Suyumuza Sahip Çıkıyoruz

06/06/2018 · Haberler
Suyumuza Sahip Çıkıyoruz

Çanakkale Kent Konseyi Çevre Meclisi, Çanakkale Çevre Platformu bileşenleriyle birlikte 5 Haziran Dünya Çevre Günü ve Haftası kapsamında “Çanakkale Suyuna Sahip Çık” sloganıyla düzenlenen etkinlikte bir araya gelen vatandaşlar golf çay bahçesi önünden kordon boyunca insan zinciri oluşturarak Çanakkale’nin tek içme suyu kaynağı olan Atikhisar Barajını ve su havzasını tehdit eden madencilik faaliyetlerini, altın madenciliği ve termik santral çalışmalarını protesto ettiler.

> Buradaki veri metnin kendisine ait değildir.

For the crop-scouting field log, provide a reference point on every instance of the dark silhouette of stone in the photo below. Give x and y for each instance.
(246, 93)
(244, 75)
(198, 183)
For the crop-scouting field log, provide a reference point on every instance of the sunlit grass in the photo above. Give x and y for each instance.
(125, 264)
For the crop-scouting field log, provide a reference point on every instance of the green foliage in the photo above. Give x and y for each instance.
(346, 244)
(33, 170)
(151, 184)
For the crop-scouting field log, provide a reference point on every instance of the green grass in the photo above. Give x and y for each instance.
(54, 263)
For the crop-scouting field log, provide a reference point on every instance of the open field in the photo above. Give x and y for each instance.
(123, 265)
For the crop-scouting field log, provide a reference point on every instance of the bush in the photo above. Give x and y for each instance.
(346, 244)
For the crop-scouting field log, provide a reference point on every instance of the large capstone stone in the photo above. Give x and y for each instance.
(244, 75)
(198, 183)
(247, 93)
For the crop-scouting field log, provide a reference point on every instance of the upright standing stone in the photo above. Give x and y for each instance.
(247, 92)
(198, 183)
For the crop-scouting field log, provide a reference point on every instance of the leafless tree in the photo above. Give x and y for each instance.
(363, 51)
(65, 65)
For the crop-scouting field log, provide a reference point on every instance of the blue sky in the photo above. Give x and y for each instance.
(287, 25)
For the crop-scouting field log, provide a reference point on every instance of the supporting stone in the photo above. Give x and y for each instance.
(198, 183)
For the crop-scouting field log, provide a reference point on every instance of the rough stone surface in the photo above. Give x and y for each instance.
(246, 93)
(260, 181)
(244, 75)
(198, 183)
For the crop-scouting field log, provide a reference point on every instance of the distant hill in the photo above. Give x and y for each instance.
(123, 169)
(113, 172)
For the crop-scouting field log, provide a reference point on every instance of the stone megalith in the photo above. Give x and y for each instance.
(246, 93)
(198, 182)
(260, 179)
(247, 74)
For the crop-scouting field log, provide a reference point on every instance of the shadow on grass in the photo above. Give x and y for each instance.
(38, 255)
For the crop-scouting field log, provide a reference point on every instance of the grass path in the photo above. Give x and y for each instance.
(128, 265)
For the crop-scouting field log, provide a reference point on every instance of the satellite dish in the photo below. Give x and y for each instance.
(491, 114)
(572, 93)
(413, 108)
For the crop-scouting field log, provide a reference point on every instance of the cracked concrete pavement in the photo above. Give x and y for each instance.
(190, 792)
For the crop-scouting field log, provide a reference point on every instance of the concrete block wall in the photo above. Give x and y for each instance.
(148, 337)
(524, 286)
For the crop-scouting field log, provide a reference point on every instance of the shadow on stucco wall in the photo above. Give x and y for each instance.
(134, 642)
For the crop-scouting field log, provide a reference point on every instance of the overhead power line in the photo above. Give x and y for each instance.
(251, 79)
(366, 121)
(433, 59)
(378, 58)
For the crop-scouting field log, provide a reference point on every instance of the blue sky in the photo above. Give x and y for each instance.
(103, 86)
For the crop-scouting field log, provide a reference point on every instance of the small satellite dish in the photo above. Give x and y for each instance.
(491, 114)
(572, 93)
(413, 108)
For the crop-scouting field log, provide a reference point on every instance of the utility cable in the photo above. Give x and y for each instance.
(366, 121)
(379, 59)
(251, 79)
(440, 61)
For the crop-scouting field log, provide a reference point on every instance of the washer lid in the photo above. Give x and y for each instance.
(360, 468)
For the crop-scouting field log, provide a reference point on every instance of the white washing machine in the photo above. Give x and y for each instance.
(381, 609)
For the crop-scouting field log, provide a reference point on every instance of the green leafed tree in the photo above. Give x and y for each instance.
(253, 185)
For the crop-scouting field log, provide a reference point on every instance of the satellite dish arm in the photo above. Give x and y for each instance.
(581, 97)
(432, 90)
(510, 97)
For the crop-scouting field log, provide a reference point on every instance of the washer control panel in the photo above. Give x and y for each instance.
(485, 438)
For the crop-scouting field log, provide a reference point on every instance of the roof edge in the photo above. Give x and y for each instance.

Çanakkale Çevre Platformu dönem sözcüsü Türker Savaş yaptığı konuşmada; “Bu yıl, Çanakkale Çevre Platformu olarak 5 Haziran Dünya Çevre Günü’nün temasını “Suyumuza Sahip Çıkıyoruz” olarak belirledik. Çok haklı bir nedenle; zira hepinizin çok iyi bildiği gibi Kentimize su sağlayan Atikhisar Baraj havzası metalik madenciliğin tehdidi altındadır. Müdahale etmezsek Çanakkale Kenti susuz kalacaktır! Sanılanın aksine ülkemiz su zengini bir ülke değildir. Yılda kişi başına düşen kullanılabilir su miktarı 2000 m3’den az olan ülkeler su azlığı çeken; 1000 m3’ün altındaki ülkeler ise su fakiri ülkeler olarak tanımlanmaktadır. Türkiye ortalaması yıllık kişi başı 1500 m3’dür ve su azlığı çeken ülkeler arasında yer almaktadır. 2030 yılında ülke nüfusu 100 milyonu bulacağı tahmin edilmektedir. Mevcut su kaynaklarımızın değişmeyeceği göz önüne alındığında dahi yaklaşık 15 yıl sonra ülke ortalamamız 1000 m3 civarında olacak ve su fakiri ülkeler arasında yer alacağız. Mevcut su kaynaklarımızı korumak ve suyumuzu etkin kullanmak dışında başka çaremiz yoktur!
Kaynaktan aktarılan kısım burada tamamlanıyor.